French workers and Spanish royalty became the latest to feel the bite of Europe's debt crisis on Wednesday as officials said the king and queen would have to tighten their belts and France's National Assembly voted to delay retirement until the ripe old age of 62.
Spaniards largely welcomed word that their monarchs are feeling their pain, but anger flared across the border as French lawmakers overcame vocal protests to send to the Senate a sweeping overhaul of the retirement plan, including a highly contested measure to extend working life beyond 60.
The vote in the lower house of parliament was 329-233. The opposition was boisterous, with Socialists shouting "Resign!" as the Assembly president cut short debate and thousands of protesters marched outside.
Riot police guarded a crowd that police estimated at 6,500 and protesters at 20,000. Last week, opposition to the bill drew at least 1.1 million protesters into the streets of 220 cities and a strike disrupted trains, planes, hospitals and mail delivery across France.
The vote puts France on track to become the latest country to require workers to stay on the job longer. Germany is set to raise its retirement age over the coming years from 65 to 67 to offset a shrinking, aging population, and the United States is gradually doing the same.
Spain is doing the same, enraging unions that are planning Spain's first general strike in nearly a decade for Sept. 29 to denounce competition-minded reforms that make it easier and cheaper for companies to lay people off.
Prime Minister Jose Luis Rodriguez Zapatero is to present a slimmed-down budget for 2011 this month, and an official with the Spanish Royal Palace said Wednesday it expects King Juan Carlos and Queen Sofia to get a slimmer piece of that national pie.

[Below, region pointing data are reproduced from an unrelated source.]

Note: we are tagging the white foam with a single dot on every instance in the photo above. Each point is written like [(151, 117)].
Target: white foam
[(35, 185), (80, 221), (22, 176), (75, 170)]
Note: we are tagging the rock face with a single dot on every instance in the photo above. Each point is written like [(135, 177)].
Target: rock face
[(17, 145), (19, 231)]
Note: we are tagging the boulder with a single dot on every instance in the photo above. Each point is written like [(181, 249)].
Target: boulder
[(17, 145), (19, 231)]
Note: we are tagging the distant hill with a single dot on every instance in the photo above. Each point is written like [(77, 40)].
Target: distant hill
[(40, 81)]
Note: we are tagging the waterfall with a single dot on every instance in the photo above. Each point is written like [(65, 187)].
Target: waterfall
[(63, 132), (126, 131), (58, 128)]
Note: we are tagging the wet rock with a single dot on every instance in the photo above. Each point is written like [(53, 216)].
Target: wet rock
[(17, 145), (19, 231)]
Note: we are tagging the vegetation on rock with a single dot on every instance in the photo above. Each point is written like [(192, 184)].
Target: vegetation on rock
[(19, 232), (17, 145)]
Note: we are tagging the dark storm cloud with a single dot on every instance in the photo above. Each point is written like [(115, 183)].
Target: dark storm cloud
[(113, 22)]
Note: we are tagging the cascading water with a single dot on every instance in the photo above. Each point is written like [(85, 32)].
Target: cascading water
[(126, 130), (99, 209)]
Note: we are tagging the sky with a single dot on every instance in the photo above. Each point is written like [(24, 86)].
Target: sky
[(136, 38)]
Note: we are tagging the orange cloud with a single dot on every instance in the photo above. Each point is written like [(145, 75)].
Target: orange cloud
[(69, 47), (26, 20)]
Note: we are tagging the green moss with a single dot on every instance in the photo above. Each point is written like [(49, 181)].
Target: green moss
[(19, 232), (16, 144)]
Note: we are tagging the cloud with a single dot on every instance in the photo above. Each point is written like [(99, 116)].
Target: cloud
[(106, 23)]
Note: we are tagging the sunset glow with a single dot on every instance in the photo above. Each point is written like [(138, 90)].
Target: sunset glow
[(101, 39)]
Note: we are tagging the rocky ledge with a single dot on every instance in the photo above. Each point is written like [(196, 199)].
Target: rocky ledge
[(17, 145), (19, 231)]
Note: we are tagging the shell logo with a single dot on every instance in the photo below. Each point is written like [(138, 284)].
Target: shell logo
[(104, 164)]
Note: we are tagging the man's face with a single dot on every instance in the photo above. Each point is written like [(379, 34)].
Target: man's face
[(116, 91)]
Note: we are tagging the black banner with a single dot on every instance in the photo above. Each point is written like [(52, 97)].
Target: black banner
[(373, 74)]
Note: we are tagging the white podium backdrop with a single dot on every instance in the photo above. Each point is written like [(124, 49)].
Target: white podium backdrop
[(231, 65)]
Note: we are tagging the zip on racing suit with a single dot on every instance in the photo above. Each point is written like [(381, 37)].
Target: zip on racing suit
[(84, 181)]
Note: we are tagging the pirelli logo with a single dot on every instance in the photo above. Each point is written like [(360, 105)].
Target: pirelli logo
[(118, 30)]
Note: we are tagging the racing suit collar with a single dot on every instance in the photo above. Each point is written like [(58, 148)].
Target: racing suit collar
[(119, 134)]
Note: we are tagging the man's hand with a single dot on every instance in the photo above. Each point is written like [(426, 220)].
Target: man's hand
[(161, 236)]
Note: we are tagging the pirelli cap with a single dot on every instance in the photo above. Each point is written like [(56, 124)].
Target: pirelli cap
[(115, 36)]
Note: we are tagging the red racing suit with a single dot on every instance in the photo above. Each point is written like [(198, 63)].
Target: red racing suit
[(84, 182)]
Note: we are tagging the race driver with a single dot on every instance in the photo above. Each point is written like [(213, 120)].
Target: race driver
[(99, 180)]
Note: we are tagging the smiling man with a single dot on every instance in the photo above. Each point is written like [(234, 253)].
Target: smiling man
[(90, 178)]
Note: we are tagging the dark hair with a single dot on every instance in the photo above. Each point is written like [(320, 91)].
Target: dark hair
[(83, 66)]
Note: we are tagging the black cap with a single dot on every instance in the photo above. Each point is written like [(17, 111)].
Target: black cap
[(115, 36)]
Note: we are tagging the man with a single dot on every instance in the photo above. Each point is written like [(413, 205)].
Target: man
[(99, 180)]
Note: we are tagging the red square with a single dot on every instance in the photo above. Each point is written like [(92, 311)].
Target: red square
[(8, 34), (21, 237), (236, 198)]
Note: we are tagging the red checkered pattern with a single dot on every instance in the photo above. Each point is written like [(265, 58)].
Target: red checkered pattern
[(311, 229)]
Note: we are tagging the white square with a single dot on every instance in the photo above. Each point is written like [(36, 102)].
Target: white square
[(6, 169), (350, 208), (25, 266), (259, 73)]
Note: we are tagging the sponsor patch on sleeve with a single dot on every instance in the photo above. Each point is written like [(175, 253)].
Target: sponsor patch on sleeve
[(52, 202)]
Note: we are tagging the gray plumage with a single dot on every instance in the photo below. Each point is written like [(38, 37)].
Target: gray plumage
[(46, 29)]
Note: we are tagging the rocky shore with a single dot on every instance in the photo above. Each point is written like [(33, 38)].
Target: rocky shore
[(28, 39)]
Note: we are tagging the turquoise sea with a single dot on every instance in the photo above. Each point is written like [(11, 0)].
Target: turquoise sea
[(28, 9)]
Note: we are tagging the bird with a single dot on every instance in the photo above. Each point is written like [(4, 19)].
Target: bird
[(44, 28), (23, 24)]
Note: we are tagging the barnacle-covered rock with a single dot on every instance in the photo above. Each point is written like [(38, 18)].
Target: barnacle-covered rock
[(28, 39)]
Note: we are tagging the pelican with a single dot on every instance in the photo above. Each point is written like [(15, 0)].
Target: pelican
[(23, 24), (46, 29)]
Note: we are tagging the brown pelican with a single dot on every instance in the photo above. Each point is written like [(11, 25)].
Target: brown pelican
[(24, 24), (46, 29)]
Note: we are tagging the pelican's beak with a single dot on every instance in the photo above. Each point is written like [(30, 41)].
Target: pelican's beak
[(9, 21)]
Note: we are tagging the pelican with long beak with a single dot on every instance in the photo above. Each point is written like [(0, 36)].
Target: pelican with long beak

Spain is trying to chip away at a 20 percent unemployment rate and generate growth — and to avoid letting its deficit push Spain off the cliff Greece almost went over in May, when it was saved by a €110 billion ($143.5 billion) EU and IMF rescue package.
That package demanded reforms designed to foster competition that are still drawing protests. Outside Athens, truckers who triggered a run on gas stations over the weekend parked their vehicles along highways for a third day Wednesday.
Spain's monarchs are not the first to be hit by the European crisis. In July, Britain said Queen Elizabeth II was cutting spending, reducing the cost of the British monarchy by 8 percent from the previous year at 38 million pounds ($58 million). Spain's royals are a comparative bargain: The 2010 Royal Palace budget was €8.9 million ($11.4 million).
Europe's other royals appear less inclined to emergency frugality. In the Netherlands, Crown Prince Willem-Alexander and Princess Maxima want to tear down postwar farmhouses to build three villas at a reported cost of €6 million each. And the Swedish royal court got 7 percent more money in 2010 — 125 million kronor ($17.5 million) — partly to cover Crown Princess Victoria's wedding to her personal trainer and their new accommodation at Haga castle.
This summer, in the Spanish national spirit of adjusting to leaner times, the king and queen shaved two weeks off their vacation on the island of Mallorca, sailed less frequently on the royal yacht Fortuna and received fewer guests. They did, however, host U.S. first lady Michelle Obama and daughter Sasha for a brief courtesy call as the Americans wound up a visit to Spain.
The 140 staffers who work for the royal family saw their wages cut by as much as 15 percent along with other civil servants as part of an austerity plan enacted in May. The king and queen will see cuts for 2011 as well, a palace official said Wednesday on condition of anonymity in line with palace rules, though he wouldn't say how much.
On the streets of Madrid, there were few tears for the shrinking royal coffers.
"We are all suffering from the crisis," said 66-year-old retiree Pedro Barco. "I think it only normal that the king and queen have less money."